On the section BC, defining the progressive release zone, the difference between the bottom of the groove and the plane of rotation of the rollers increases continuously, until reaching in C the thickness of the tube returned to its circular section. Figures 3 and 4 illustrate the deformation of the tube by the roller G1 in the discharge zone (from A to B), by the roller G2 in the progressive release zone (from B to C).

 As for the G3 roller, it has no action until entry E.

Indeed, the depth of the throat remains constant from
C and up to at least outlet D. The roller is therefore without action on the tube. From E, the depth gradually decreases to A. On the upstream section EA, the tube therefore gradually closes when the roller passes until it is completely crushed at A.

The precise profile of the bottom of the groove is that shown in FIGS. 3 and 4. At the ends of the progressive clearance zone, at B and at C, the curve has a significant slope whereas in its median part the slope is weak compared to the flat profile of zone AB where the bottom is parallel to the planar trajectory of the rollers. The widening gap
B to C is exactly equal to the internal diameter of the uncrushed tube.

In fact, the increase ends a little before C, by the value of a fraction of the radius of the rollers. In the middle of the slope is the center of symmetry. In practice, this curve can be replaced by a straight line from B to slightly before C.

 Naturally, the invention is in no way limited to the embodiment previously described and represented by the drawings.

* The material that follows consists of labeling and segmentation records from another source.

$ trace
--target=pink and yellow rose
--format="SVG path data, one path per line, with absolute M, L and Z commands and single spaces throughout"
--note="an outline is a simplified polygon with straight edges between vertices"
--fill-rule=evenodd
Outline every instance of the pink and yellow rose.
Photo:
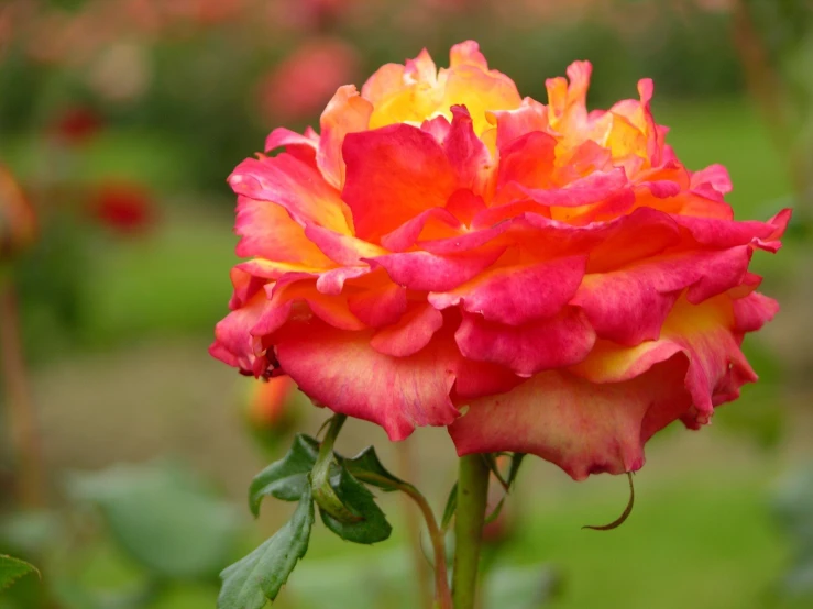
M 273 131 L 229 178 L 248 259 L 211 354 L 392 440 L 446 425 L 461 455 L 576 479 L 707 423 L 757 378 L 739 346 L 778 306 L 748 265 L 790 211 L 735 221 L 725 168 L 666 144 L 652 82 L 589 111 L 590 75 L 523 99 L 466 42 L 339 88 L 319 133 Z

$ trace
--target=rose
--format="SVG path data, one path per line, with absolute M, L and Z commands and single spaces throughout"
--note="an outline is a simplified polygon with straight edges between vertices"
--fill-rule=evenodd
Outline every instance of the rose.
M 321 132 L 271 133 L 238 195 L 232 312 L 211 354 L 289 375 L 402 440 L 516 451 L 572 477 L 633 472 L 678 419 L 757 376 L 740 352 L 778 309 L 755 250 L 790 217 L 733 219 L 725 168 L 688 170 L 640 100 L 587 112 L 591 65 L 521 99 L 473 42 L 340 88 Z M 275 373 L 276 374 L 276 373 Z
M 259 431 L 286 432 L 295 419 L 290 409 L 294 388 L 287 376 L 252 381 L 245 403 L 249 424 Z

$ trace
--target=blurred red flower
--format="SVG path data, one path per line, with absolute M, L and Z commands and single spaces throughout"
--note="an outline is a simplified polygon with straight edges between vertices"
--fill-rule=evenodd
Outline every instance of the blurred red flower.
M 143 232 L 157 215 L 150 192 L 129 181 L 100 185 L 90 197 L 89 212 L 99 223 L 122 234 Z
M 260 85 L 268 118 L 301 120 L 316 115 L 359 68 L 356 51 L 337 38 L 311 38 L 278 64 Z
M 89 141 L 102 128 L 101 117 L 84 106 L 65 109 L 54 123 L 56 136 L 66 144 L 78 145 Z

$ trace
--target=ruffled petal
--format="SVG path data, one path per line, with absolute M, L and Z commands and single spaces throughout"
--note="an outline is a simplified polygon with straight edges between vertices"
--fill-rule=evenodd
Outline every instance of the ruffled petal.
M 355 87 L 339 87 L 322 112 L 319 125 L 319 150 L 316 162 L 325 179 L 334 188 L 344 185 L 342 144 L 349 133 L 364 131 L 370 125 L 373 106 L 359 95 Z
M 520 325 L 556 315 L 579 289 L 586 263 L 586 256 L 571 256 L 531 266 L 502 267 L 428 298 L 438 309 L 462 302 L 465 311 L 480 313 L 486 320 Z
M 443 326 L 443 315 L 429 304 L 414 304 L 394 325 L 378 330 L 370 345 L 385 355 L 408 357 L 429 344 Z
M 659 336 L 684 289 L 689 300 L 697 303 L 743 283 L 751 252 L 748 246 L 692 251 L 589 274 L 572 303 L 584 309 L 600 337 L 636 345 Z
M 234 232 L 240 236 L 240 257 L 332 266 L 332 261 L 308 240 L 287 210 L 276 203 L 239 196 Z
M 396 284 L 418 291 L 447 291 L 475 277 L 494 264 L 503 247 L 484 247 L 461 255 L 404 252 L 370 258 L 383 266 Z
M 448 343 L 392 357 L 372 348 L 370 339 L 371 332 L 343 332 L 317 321 L 289 324 L 276 337 L 276 356 L 317 403 L 377 423 L 391 440 L 458 417 L 449 391 L 459 356 Z
M 418 128 L 397 124 L 344 140 L 342 197 L 356 235 L 376 242 L 420 212 L 441 208 L 458 188 L 443 148 Z
M 229 184 L 238 195 L 285 208 L 303 228 L 323 226 L 339 233 L 350 232 L 339 192 L 317 169 L 287 153 L 246 158 L 229 176 Z

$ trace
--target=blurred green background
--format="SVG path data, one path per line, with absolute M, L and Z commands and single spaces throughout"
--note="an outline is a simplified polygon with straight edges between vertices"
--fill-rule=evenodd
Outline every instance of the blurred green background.
M 746 343 L 760 383 L 711 428 L 650 443 L 619 530 L 580 528 L 620 512 L 625 480 L 526 461 L 485 609 L 812 607 L 812 13 L 807 0 L 0 0 L 0 163 L 41 224 L 10 273 L 47 486 L 21 510 L 0 441 L 0 554 L 43 572 L 0 608 L 213 607 L 217 573 L 284 521 L 270 502 L 252 522 L 244 497 L 288 430 L 257 429 L 254 381 L 206 351 L 235 263 L 224 179 L 274 126 L 318 126 L 339 85 L 421 47 L 444 65 L 466 38 L 541 100 L 574 59 L 594 64 L 595 108 L 652 77 L 668 141 L 692 169 L 728 167 L 738 219 L 795 208 L 783 251 L 754 264 L 783 306 Z M 294 401 L 295 427 L 316 433 L 323 412 Z M 351 422 L 339 449 L 371 443 L 442 507 L 444 432 L 394 449 Z M 319 531 L 278 606 L 418 607 L 411 512 L 382 503 L 391 540 Z

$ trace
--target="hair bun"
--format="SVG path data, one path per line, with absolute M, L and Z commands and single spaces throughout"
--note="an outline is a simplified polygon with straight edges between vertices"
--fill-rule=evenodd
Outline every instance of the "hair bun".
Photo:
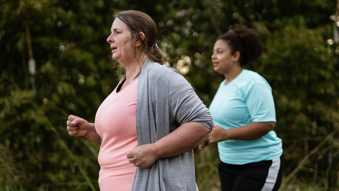
M 261 55 L 264 47 L 259 34 L 254 29 L 240 24 L 236 25 L 233 31 L 242 42 L 244 55 L 241 56 L 242 61 L 247 63 L 256 60 Z

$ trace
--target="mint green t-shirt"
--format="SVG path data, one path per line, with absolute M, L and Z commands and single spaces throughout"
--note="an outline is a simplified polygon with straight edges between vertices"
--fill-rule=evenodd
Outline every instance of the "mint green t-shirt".
M 219 86 L 210 106 L 215 125 L 225 129 L 252 122 L 276 122 L 272 88 L 258 73 L 243 69 L 234 80 Z M 273 131 L 255 140 L 228 140 L 218 143 L 219 157 L 228 164 L 243 164 L 279 157 L 281 140 Z

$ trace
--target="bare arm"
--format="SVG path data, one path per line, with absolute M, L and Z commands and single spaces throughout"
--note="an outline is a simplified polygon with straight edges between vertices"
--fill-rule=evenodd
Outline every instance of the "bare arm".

Any variant that a person skilled in the art could imagine is of course part of the present invention.

Claims (7)

 1. Peristaltic pump, comprising a roller support rotor mounted to rotate about the axis of a substantially circular circuit defined for a deformable tube (24), pressure rollers (15) mounted radially in the rotor (11) so as to follow the said circuit during the rotation of the rotor, at least partially crushing the elastically deformable tube against a fixed support track, characterized in that, on a downstream section (BC) of the circuit, the difference between the trajectory of the rollers and the support track gradually increases.  2. Pump according to claim 1, characterized in that it comprises a groove (27) for guiding the tube along said circuit, the bottom of which constitutes said support track.  3. Pump according to claim 2, characterized in that the depth of said groove increases progressively continuously on said last section of the circuit, until reaching the thickness that has the tube in the absence of any roller pressure.  4. Pump according to claim 3, characterized in that the developed longitudinal profile of said track follows along said downstream section a curve with a relatively steep slope in the vicinity of the ends of the section and relatively small in its middle part.  5. Pump according to any one of claims 1 to 4, characterized in that said downstream section covers a circuit length corresponding at least to the distance separating two successive rollers.  6. Pump according to any one of claims 1 to 5, characterized in that it comprises three pressure rollers, distributed at equal angular distances around the rotor.  7. Pump according to any one of claims 1 to 6, characterized in that said circuit further comprises a first upstream section (EA) where the difference between the path of the rollers and the support track gradually decreases and an intermediate delivery section where this difference remains constant and sufficiently small for the tube to be completely closed locally by crushing when a roller passes, at all points along a length of circuit corresponding at least to the distance separating two successive rollers.